Das JDA regelt technische und organisatorische Eckpunkte:
- Planung
- Standorte
- Kapazitäten
- weitere Spezifikationen für einen sicheren und zuverlässigen Transport.
Ziel ist ein offenes, integriertes Wasserstofftransportnetz, das die Energieunabhängigkeit stärkt und die Industrie dekarbonisiert.
Grenzüberschreitender Wasserstofftransport als Marktvoraussetzung
Helmie Botter, Wasserstoff-Transportdirektorin bei Gasunie, betont die Bedeutung der Infrastruktur für einen funktionierenden Markt: „Grenzüberschreitender Wasserstoffhandel und -transport sind entscheidend für einen gut funktionierenden Wasserstoffmarkt in Nordwesteuropa.“
Fluxys baut laut dem Direktor Ben De Waele bereits eine Multi-Molekül-Infrastruktur zwischen Zelzate und dem Antwerpener Hafengebiet. Das Abkommen ergänzt dieses Vorhaben um eine bidirektionale Wasserstoffverbindung in die Niederlande. Parallel entwickelt der FNB eine Pipelineinfrastruktur zu weiteren Nachbarländern, um das Wasserstoffnetz in Nordwesteuropa schrittweise auszubauen.
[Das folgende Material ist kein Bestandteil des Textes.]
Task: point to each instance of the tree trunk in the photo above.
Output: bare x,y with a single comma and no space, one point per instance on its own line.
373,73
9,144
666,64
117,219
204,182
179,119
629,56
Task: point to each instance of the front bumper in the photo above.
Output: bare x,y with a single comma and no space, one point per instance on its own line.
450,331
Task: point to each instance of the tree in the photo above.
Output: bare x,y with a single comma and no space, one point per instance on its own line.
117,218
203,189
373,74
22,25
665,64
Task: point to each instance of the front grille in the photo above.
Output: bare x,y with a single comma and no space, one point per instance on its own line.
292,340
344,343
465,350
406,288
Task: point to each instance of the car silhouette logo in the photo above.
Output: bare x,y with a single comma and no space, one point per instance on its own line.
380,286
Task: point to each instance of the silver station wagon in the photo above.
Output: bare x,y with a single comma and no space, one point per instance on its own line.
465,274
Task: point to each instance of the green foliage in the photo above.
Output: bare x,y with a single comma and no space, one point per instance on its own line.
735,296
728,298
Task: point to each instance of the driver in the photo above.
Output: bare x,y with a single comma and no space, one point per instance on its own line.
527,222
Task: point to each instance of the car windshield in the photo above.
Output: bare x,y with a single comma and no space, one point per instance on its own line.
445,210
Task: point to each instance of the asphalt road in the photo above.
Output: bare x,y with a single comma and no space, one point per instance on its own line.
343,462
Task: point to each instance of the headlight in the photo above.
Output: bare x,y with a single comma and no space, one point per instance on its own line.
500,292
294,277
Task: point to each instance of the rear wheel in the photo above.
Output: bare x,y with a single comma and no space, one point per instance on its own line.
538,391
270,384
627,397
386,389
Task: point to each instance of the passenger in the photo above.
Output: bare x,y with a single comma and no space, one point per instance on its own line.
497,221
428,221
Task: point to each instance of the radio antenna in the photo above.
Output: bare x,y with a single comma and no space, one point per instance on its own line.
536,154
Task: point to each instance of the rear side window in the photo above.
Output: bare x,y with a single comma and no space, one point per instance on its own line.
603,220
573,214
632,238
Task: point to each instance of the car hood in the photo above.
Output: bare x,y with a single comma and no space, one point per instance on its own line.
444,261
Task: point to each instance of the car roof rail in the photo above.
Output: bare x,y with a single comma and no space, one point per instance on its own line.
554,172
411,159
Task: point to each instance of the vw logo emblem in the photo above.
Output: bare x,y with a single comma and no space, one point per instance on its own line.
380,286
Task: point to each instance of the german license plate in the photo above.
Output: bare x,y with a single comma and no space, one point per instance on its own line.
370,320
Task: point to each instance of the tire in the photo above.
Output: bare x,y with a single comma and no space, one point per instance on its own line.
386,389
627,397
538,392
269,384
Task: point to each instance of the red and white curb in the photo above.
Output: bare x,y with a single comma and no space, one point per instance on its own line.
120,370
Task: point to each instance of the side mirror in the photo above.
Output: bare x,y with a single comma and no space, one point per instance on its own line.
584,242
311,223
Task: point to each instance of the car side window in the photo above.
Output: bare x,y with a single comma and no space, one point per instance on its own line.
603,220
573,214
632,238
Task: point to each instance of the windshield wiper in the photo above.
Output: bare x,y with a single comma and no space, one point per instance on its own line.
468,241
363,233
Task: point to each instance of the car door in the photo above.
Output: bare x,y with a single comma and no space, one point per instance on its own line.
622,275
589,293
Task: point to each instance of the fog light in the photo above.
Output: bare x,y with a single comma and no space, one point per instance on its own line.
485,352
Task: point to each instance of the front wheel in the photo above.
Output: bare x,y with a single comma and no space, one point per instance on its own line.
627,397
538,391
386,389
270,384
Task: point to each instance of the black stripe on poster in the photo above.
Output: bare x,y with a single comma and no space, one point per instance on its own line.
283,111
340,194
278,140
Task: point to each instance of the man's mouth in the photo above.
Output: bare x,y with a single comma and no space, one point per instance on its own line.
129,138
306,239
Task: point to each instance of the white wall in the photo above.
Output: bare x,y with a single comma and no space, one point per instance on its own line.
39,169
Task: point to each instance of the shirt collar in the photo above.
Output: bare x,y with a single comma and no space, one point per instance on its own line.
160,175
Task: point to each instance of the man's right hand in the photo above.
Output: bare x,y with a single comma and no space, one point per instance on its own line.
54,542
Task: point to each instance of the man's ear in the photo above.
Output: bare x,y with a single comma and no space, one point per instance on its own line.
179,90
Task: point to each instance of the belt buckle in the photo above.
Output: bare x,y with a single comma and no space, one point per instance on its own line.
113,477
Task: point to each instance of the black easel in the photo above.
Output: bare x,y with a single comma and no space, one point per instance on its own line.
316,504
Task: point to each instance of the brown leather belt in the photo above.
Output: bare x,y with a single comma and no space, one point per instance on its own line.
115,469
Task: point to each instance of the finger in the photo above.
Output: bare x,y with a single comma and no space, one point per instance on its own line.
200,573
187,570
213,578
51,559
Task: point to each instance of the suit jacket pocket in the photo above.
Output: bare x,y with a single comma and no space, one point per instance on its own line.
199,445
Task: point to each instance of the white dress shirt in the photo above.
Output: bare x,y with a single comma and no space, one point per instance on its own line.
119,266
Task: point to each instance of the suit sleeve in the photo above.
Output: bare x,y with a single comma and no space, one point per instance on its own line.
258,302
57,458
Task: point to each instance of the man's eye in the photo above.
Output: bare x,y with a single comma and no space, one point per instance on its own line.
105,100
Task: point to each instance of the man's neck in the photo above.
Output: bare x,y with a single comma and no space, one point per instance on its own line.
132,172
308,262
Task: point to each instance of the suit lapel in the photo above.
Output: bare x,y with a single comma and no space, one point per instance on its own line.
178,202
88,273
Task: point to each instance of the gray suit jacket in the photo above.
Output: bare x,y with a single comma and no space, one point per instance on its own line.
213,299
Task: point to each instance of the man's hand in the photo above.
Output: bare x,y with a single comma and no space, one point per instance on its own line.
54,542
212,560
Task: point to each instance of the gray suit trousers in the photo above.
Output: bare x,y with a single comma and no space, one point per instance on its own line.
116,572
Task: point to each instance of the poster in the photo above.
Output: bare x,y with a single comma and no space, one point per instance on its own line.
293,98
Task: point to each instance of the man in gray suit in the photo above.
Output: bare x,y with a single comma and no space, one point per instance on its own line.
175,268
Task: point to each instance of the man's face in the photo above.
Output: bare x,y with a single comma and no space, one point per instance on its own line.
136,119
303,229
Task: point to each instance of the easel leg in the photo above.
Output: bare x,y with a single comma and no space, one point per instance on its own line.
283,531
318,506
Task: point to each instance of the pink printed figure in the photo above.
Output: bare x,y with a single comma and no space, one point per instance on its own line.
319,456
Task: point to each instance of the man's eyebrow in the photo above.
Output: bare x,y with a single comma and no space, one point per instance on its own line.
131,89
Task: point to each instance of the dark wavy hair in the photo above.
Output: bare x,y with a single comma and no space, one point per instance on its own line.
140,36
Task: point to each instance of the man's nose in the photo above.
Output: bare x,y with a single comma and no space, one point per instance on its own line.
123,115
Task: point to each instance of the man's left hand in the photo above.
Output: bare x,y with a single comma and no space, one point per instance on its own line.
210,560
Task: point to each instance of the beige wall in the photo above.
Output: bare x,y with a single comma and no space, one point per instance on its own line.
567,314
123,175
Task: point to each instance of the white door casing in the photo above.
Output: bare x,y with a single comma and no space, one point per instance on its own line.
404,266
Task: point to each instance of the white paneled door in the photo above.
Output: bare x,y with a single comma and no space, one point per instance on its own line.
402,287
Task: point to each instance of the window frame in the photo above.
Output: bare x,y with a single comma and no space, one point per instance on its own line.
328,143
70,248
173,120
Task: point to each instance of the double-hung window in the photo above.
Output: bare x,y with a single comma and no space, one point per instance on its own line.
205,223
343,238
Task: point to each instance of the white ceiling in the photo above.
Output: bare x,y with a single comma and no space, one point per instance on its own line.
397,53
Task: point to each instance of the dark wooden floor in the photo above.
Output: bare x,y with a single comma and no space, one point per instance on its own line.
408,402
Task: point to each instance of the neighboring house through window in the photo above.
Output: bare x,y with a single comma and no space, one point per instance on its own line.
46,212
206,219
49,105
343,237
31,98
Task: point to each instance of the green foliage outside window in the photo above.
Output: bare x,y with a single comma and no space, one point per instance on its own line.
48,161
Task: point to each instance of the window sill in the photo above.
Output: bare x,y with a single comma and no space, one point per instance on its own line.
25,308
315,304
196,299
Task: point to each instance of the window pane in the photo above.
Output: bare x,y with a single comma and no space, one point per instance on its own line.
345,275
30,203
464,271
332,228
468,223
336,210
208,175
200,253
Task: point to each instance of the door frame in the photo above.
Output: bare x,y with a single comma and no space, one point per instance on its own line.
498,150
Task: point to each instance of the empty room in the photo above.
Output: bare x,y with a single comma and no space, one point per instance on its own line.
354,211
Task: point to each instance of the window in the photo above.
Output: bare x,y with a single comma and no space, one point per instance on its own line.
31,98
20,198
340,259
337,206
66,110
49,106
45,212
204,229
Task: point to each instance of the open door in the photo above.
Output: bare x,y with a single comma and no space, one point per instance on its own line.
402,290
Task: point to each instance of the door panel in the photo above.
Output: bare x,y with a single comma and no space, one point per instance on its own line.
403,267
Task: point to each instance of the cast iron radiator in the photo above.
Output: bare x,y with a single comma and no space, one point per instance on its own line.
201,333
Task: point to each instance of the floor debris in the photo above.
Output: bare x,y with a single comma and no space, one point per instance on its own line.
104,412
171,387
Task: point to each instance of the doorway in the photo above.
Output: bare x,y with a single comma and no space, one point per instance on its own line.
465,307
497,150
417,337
Das Abkommen mit Fluxys ist nicht das erste dieser Art für Gasunie. Im Dezember 2025 unterzeichneten Hynetwork, die Thyssengas H2 GmbH und Gasunie Deutschland ein JDA für eine grenzüberschreitende Wasserstoffinfrastruktur zwischen den Niederlanden und Deutschland.
Parallel treibt das niederländische Unternehmen den Netzaufbau im eigenen Land voran. Anfang 2026 befanden sich die Arbeiten an der Wasserstoffpipeline im Hafen Rotterdam in der finalen Phase. Sie gilt als erster Abschnitt des geplanten europäischen Wasserstoffnetzwerks „European Hydrogen Backbone“.
Die Initiative der beiden Netzbetreiber reiht sich in die europäische Strategie ein, nationale Wasserstoffnetze zu einem integrierten Übertragungssystem zu verknüpfen.